TÜRKİYE AB VE ABD DOSTLARIMIZ!

18 Kasım 2016 - 06:06

Bir Ülkenin kendini toparlayabilmesi, ilerlemesi, ayakları üzerinde durması, o toplumun değer yargılarına bağlıdır. Bunlar: Kültür, Din anlayışı, Tarihi derinlikleri olmaktadır. Bugün yeryüzünde tüm köklü tarihe sahip Devlet Türkiye Cumhuriyetidir. Halkımızın çoğunluğu İslam kültüründe haberi olan bir toplumdur. Yanı tüm bunlar olumluyken şımarık zengin çocukları gibi yada birilere bağımlı halde desteksiz iş yapamayacak bir inanç bizlere empoze edilmiştir.

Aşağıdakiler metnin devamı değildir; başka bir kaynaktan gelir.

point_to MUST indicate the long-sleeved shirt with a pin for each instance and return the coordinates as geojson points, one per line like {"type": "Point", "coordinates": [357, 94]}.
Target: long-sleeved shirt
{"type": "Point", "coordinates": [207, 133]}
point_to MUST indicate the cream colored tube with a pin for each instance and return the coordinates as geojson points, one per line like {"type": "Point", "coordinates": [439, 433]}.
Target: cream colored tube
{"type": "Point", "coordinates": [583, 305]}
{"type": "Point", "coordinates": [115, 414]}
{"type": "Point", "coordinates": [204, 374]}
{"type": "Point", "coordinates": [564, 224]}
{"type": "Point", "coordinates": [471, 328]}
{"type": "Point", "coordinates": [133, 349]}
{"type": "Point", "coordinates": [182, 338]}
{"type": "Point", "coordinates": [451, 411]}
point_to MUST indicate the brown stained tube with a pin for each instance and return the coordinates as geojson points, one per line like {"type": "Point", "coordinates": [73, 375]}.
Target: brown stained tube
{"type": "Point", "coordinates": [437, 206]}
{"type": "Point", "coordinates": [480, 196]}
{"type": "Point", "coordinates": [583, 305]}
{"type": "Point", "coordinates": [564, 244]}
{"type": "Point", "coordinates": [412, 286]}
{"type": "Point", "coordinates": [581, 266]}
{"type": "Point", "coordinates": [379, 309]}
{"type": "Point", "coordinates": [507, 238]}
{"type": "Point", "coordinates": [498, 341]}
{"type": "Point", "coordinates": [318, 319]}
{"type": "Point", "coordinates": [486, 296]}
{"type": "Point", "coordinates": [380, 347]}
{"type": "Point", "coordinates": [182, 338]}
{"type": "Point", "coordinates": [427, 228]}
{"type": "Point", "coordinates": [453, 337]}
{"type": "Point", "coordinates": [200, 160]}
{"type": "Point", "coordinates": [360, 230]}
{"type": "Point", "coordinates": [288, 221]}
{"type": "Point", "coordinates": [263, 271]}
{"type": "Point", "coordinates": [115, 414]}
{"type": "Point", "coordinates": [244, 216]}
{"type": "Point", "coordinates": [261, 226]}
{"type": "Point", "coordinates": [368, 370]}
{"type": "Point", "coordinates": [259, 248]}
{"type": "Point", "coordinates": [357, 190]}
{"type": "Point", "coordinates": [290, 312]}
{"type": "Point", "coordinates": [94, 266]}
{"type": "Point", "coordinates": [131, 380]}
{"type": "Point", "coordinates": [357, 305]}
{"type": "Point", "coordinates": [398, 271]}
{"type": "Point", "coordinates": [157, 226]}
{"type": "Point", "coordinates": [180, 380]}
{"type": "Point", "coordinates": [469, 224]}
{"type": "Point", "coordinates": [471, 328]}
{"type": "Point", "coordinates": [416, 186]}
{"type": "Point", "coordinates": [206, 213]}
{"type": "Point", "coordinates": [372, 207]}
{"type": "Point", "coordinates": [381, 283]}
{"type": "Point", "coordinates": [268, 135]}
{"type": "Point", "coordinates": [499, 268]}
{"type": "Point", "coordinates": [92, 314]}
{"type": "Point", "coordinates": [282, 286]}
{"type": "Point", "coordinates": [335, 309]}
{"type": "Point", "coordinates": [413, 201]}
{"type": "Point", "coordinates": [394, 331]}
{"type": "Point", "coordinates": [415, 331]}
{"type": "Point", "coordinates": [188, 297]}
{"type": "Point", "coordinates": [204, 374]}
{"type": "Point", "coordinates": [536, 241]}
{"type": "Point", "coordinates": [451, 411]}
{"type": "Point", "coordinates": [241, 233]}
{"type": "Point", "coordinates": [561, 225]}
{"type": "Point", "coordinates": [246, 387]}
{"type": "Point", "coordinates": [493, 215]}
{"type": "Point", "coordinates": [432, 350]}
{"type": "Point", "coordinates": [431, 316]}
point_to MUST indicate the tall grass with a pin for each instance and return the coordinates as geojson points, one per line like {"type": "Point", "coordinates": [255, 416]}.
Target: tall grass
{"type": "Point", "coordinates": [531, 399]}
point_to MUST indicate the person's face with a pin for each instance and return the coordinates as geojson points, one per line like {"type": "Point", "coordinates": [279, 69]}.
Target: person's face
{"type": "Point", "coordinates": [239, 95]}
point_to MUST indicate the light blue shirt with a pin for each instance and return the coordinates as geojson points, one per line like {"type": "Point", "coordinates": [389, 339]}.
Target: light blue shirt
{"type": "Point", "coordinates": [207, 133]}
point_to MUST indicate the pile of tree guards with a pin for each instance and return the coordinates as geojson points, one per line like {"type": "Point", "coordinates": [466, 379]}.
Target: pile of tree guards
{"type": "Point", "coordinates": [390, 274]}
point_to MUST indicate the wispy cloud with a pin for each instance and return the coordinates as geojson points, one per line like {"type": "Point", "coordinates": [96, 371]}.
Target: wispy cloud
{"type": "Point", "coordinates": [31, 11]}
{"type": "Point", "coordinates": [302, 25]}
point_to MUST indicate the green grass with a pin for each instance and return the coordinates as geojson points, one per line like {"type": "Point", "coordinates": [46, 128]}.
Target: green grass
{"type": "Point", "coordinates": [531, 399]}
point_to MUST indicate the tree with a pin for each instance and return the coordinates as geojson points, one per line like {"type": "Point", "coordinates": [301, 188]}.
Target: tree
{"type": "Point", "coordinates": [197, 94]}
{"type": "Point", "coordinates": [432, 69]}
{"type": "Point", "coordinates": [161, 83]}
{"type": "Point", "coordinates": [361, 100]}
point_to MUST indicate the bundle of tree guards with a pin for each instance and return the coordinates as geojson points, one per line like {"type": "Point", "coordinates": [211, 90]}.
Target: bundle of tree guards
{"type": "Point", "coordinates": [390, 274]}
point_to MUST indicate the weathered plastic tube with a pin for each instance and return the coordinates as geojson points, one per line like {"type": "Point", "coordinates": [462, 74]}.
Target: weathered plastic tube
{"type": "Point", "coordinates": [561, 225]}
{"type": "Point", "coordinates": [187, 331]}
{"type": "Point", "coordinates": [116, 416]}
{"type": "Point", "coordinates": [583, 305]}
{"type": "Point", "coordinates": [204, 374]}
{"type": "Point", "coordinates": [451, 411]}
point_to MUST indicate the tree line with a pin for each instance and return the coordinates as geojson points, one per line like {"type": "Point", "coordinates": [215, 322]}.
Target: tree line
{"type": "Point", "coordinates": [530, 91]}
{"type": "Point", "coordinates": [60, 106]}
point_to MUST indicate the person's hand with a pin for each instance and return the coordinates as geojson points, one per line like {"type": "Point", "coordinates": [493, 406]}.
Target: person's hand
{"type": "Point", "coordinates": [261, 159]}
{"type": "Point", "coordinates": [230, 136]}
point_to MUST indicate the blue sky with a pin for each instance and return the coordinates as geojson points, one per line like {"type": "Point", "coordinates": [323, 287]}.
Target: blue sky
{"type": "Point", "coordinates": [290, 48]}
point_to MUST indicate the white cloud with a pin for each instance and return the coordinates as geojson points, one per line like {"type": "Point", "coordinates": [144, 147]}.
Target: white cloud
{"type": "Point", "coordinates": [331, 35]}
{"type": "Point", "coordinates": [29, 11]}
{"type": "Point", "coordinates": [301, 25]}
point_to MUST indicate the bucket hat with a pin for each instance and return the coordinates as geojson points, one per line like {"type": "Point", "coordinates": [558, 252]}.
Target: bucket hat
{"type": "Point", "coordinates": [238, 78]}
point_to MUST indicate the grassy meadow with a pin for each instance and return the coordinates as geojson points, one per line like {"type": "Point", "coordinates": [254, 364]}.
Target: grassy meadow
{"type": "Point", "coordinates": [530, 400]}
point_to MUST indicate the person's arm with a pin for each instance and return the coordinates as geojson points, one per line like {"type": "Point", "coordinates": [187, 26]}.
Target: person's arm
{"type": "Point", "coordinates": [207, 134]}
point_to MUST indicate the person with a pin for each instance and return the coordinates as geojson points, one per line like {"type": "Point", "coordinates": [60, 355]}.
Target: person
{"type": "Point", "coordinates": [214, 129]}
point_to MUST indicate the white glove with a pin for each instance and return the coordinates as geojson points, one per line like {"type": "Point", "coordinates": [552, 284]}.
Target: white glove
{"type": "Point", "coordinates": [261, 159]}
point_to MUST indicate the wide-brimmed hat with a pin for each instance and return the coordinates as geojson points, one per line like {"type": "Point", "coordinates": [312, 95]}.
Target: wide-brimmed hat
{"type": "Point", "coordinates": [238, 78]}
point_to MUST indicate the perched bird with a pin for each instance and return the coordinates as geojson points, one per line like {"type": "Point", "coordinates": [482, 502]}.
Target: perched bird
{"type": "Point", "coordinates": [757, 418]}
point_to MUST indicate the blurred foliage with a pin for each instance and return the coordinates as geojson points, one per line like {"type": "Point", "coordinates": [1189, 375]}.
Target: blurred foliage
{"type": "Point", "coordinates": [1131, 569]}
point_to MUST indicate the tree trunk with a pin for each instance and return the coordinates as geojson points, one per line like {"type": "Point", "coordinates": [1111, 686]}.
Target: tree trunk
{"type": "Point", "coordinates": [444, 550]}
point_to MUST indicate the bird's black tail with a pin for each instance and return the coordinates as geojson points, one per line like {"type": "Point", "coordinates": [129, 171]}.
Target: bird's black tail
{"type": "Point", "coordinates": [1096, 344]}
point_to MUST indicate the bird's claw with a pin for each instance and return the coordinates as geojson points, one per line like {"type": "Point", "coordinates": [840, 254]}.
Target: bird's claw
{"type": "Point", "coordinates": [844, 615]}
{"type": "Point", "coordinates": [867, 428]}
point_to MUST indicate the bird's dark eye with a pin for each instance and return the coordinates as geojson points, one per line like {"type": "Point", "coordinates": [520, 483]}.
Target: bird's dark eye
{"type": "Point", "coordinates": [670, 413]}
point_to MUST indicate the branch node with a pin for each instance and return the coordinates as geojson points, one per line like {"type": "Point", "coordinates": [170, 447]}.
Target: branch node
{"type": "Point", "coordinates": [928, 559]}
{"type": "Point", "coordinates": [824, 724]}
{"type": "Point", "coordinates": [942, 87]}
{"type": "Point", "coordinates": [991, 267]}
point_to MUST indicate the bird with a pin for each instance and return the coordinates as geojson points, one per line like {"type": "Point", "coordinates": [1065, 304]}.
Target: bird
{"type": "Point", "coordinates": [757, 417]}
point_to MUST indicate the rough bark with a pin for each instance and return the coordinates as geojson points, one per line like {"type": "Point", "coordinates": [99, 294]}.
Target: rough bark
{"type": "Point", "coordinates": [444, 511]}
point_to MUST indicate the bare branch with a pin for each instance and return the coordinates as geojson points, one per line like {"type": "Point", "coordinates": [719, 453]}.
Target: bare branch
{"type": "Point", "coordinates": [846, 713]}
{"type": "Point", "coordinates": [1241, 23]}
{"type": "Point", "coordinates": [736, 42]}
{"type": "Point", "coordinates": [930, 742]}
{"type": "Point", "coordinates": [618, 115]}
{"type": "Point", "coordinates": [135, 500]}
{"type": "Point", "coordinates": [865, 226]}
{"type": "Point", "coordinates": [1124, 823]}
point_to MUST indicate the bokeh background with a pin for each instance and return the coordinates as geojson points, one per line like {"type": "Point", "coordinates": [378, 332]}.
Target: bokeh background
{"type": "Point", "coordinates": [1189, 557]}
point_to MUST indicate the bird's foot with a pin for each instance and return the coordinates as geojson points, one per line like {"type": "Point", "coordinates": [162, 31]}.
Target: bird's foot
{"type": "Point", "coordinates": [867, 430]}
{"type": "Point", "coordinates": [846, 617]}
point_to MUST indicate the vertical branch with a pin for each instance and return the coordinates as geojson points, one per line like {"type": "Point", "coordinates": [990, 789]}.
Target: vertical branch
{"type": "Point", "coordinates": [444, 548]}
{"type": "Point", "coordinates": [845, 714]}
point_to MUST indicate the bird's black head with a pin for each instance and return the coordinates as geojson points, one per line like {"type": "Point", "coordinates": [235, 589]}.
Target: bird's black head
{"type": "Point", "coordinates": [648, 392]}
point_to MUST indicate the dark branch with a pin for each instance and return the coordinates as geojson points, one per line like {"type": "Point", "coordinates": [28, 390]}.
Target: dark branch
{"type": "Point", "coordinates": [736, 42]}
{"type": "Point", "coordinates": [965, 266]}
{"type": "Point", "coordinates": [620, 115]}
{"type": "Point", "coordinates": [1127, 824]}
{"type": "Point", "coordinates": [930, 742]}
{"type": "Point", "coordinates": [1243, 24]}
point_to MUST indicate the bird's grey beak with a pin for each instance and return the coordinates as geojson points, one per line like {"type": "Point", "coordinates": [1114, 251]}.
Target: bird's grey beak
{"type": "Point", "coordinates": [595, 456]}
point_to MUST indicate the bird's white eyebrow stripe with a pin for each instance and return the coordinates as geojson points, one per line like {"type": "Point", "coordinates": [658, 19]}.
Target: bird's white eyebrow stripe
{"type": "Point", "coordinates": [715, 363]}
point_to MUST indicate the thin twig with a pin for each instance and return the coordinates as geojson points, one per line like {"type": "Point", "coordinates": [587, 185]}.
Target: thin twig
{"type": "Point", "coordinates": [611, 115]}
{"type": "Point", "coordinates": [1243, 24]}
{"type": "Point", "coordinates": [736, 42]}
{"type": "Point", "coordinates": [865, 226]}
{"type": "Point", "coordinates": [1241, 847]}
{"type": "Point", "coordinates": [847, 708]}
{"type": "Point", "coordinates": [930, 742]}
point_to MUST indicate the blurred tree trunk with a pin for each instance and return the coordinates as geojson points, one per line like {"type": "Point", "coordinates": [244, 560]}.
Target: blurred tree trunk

Tarihe bir bakalım; sıçrama dinamitlerimiz herkesten zengin olmasına rağmen sırtımız değerlerimize dönerek yüzümüzü batıya çevirdik. Bizim sıçrama dinamitlerimiz olan kendi kültürümüze, İslam dinine ve tarihimizden uzaklaşarak zayıf sahipsiz bir çocuk durumuna düştük. 200 yıla yakın batı batı diye battık. Bu son zamanlarda değer yargılarımıza az olsa da sahiplenmekle uluslararası piyasada gözükmeye başladık. Bu da batı dostlarımız! Bize karşı nasıl bir tuzak kuracaklarını şaşırdılar. Çünkü kurulan tuzaklardan hep kurtuluyoruz.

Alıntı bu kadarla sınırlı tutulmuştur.